Dong Yafei, Marin Thibault, Zhuo Yue, Najem Elie, Beddok Arnaud, Rozenblum Laura, Moteabbed Maryam, Grogg Kira, Xing Fangxu, Woo Jonghye, Chen Yen-Lin E, Lim Ruth, Liu Xiaofeng, Ma Chao, Fakhri Georges El
Yale Biomedical Imaging Institute, Yale University School of Medicine, New Haven, Connecticut, USA.
Department of Radiology and Biomedical Imaging, Yale University School of Medicine, New Haven, Connecticut, USA.
Med Phys. 2025 May 3. doi: 10.1002/mp.17865.
Accurate delineation of the clinical target volume (CTV) is essential in the radiotherapy treatment of soft tissue sarcomas. However, this process is subject to inter-reader variability due to the need for clinical assessment of risk and extent of potential microscopic spread. This can lead to inconsistencies in treatment planning, potentially impacting treatment outcomes.
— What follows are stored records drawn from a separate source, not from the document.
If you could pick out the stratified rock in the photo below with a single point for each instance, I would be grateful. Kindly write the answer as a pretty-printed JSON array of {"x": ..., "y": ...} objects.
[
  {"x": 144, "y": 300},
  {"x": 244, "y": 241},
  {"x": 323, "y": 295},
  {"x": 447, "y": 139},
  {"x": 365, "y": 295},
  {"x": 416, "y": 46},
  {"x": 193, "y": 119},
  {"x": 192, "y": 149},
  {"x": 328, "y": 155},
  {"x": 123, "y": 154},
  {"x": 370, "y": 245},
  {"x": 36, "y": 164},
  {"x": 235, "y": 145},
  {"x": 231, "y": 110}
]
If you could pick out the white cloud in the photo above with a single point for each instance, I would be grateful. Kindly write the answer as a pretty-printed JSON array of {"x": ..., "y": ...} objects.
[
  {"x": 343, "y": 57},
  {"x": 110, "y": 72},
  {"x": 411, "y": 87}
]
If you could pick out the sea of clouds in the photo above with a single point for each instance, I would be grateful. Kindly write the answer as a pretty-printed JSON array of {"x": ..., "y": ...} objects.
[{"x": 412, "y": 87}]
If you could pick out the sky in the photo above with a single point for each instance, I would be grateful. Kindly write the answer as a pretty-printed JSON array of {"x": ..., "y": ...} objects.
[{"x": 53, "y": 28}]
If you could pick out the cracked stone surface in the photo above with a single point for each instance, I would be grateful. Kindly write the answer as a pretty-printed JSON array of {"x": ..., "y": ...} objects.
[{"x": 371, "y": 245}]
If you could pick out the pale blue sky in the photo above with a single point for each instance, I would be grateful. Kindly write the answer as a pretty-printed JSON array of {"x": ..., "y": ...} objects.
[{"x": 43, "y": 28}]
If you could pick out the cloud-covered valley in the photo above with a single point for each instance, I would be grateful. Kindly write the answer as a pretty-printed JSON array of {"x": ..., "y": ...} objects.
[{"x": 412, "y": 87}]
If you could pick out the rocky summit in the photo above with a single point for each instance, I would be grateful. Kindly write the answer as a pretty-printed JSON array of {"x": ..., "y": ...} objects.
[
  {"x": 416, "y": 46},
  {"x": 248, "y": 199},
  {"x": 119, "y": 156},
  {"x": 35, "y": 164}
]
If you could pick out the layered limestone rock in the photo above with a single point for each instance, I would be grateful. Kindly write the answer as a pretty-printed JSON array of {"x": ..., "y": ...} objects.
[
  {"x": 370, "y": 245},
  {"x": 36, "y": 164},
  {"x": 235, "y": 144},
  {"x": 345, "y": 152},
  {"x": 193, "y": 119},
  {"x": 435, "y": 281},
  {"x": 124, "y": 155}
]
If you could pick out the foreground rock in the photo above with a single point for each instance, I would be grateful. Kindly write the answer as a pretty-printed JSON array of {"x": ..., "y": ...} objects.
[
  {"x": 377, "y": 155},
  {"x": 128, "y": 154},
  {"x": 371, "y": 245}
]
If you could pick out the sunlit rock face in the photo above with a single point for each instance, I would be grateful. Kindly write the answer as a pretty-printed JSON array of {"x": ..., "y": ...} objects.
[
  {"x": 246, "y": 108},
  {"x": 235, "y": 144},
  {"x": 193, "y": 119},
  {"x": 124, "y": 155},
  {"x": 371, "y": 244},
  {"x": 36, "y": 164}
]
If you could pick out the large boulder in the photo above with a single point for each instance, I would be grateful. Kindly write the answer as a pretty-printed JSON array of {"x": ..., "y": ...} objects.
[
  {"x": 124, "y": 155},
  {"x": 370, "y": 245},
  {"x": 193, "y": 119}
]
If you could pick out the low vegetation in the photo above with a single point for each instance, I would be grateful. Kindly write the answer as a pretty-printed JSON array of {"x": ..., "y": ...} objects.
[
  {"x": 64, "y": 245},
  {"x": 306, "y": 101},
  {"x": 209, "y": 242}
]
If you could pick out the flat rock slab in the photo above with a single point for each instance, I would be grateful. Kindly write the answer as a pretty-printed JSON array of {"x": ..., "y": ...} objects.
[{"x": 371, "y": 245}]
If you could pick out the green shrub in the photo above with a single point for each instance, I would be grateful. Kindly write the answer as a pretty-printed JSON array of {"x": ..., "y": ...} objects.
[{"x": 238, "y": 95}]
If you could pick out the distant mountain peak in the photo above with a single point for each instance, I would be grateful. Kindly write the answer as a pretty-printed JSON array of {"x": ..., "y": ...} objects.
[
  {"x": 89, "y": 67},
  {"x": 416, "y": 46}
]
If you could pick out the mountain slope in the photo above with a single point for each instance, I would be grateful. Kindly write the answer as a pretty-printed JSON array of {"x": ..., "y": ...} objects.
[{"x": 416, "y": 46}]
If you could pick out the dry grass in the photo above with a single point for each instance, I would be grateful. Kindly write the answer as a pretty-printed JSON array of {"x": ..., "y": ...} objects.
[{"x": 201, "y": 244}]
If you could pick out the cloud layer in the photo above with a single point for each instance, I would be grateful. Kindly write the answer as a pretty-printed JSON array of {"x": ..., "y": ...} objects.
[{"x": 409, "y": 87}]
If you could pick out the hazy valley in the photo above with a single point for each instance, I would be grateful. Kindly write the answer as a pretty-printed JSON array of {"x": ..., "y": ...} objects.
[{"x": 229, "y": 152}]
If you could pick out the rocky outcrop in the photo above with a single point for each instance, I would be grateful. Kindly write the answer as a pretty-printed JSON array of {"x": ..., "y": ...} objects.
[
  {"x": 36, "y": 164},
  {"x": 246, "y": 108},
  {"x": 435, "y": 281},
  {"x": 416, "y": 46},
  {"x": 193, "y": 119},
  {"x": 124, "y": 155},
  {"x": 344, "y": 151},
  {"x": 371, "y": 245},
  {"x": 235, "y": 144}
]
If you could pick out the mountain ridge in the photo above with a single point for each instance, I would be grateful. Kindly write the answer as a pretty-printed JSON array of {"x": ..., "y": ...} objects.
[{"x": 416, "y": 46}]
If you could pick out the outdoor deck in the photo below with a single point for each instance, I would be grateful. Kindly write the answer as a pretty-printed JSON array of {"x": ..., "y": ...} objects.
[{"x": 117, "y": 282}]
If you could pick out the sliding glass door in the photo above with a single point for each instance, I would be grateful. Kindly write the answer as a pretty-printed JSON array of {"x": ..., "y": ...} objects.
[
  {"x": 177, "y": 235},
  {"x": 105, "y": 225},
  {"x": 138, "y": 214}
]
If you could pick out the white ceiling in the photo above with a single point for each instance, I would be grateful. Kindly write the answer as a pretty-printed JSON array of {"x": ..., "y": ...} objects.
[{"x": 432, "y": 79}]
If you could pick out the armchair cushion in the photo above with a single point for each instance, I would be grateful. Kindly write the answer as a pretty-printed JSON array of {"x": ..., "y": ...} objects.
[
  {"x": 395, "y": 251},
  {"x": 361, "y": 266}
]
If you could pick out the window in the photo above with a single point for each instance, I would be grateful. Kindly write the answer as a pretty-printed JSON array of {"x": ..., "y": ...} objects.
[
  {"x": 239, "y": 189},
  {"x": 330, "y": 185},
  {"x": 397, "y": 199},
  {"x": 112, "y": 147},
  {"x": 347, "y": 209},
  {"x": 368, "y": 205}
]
Most existing automatic CTV delineation methods do not account for this variability and can only generate a single CTV for each case.
This study aims to develop a deep learning-based technique to generate multiple CTV contours for each case, simulating the inter-reader variability in the clinical practice.
We employed a publicly available dataset consisting of fluorodeoxyglucose positron emission tomography (FDG-PET), x-ray computed tomography (CT), and pre-contrast T1-weighted magnetic resonance imaging (MRI) scans from 51 patients with soft tissue sarcoma, along with an independent validation set containing five additional patients. An experienced reader drew a contour of the gross tumor volume (GTV) for each patient based on multi-modality images. Subsequently, two additional readers, together with the first one, were responsible for contouring three CTVs in total based on the GTV. We developed a diffusion model-based deep learning method that is capable of generating arbitrary number of different and plausible CTVs to mimic the inter-reader variability in CTV delineation. The proposed model incorporates a separate encoder to extract features from the GTV masks, leveraging the critical role of GTV information in accurate CTV delineation.
The proposed diffusion model demonstrated superior performance with the highest Dice Index (0.902 compared to values below 0.881 for state-of-the-art models) and the best generalized energy distance (GED) (0.209 compared to values exceeding 0.221 for state-of-the-art models). It also achieved the second-highest recall and precision metrics among the compared ambiguous image segmentation models. Results from both datasets exhibited consistent trends, reinforcing the reliability of our findings. Additionally, ablation studies exploring different model structures and input configurations highlighted the significance of incorporating prior GTV information for accurate CTV delineation.
The proposed diffusion model successfully generates multiple plausible CTV contours for soft tissue sarcomas, effectively capturing inter-reader variability in CTV delineation.
在软组织肉瘤的放射治疗中,准确勾画临床靶区(CTV)至关重要。然而,由于需要对潜在微观扩散的风险和范围进行临床评估,这一过程存在读者间的变异性。这可能导致治疗计划不一致,进而可能影响治疗结果。大多数现有的自动CTV勾画方法没有考虑到这种变异性,并且每个病例只能生成一个CTV。
本研究旨在开发一种基于深度学习的技术,为每个病例生成多个CTV轮廓,模拟临床实践中的读者间变异性。
我们使用了一个公开可用的数据集,该数据集包括51例软组织肉瘤患者的氟脱氧葡萄糖正电子发射断层扫描(FDG-PET)、X射线计算机断层扫描(CT)和对比前T1加权磁共振成像(MRI)扫描,以及一个包含另外5例患者的独立验证集。一位经验丰富的读者根据多模态图像为每位患者勾画了大体肿瘤体积(GTV)的轮廓。随后,另外两位读者与第一位读者一起,基于GTV总共勾画了三个CTV。我们开发了一种基于扩散模型的深度学习方法,该方法能够生成任意数量的不同且合理的CTV,以模拟CTV勾画中的读者间变异性。所提出的模型包含一个单独的编码器,用于从GTV掩码中提取特征,利用GTV信息在准确CTV勾画中的关键作用。
所提出的扩散模型表现出卓越的性能,具有最高的Dice指数(0.902,而最先进的模型低于0.881)和最佳的广义能量距离(GED)(0.209,而最先进的模型超过0.221)。在比较的模糊图像分割模型中,它还实现了第二高的召回率和精确率指标。两个数据集的结果都呈现出一致趋势,增强了我们研究结果的可靠性。此外,探索不同模型结构和输入配置的消融研究突出了纳入先前GTV信息对准确CTV勾画的重要性。
所提出的扩散模型成功地为软组织肉瘤生成了多个合理的CTV轮廓,有效地捕捉了CTV勾画中的读者间变异性。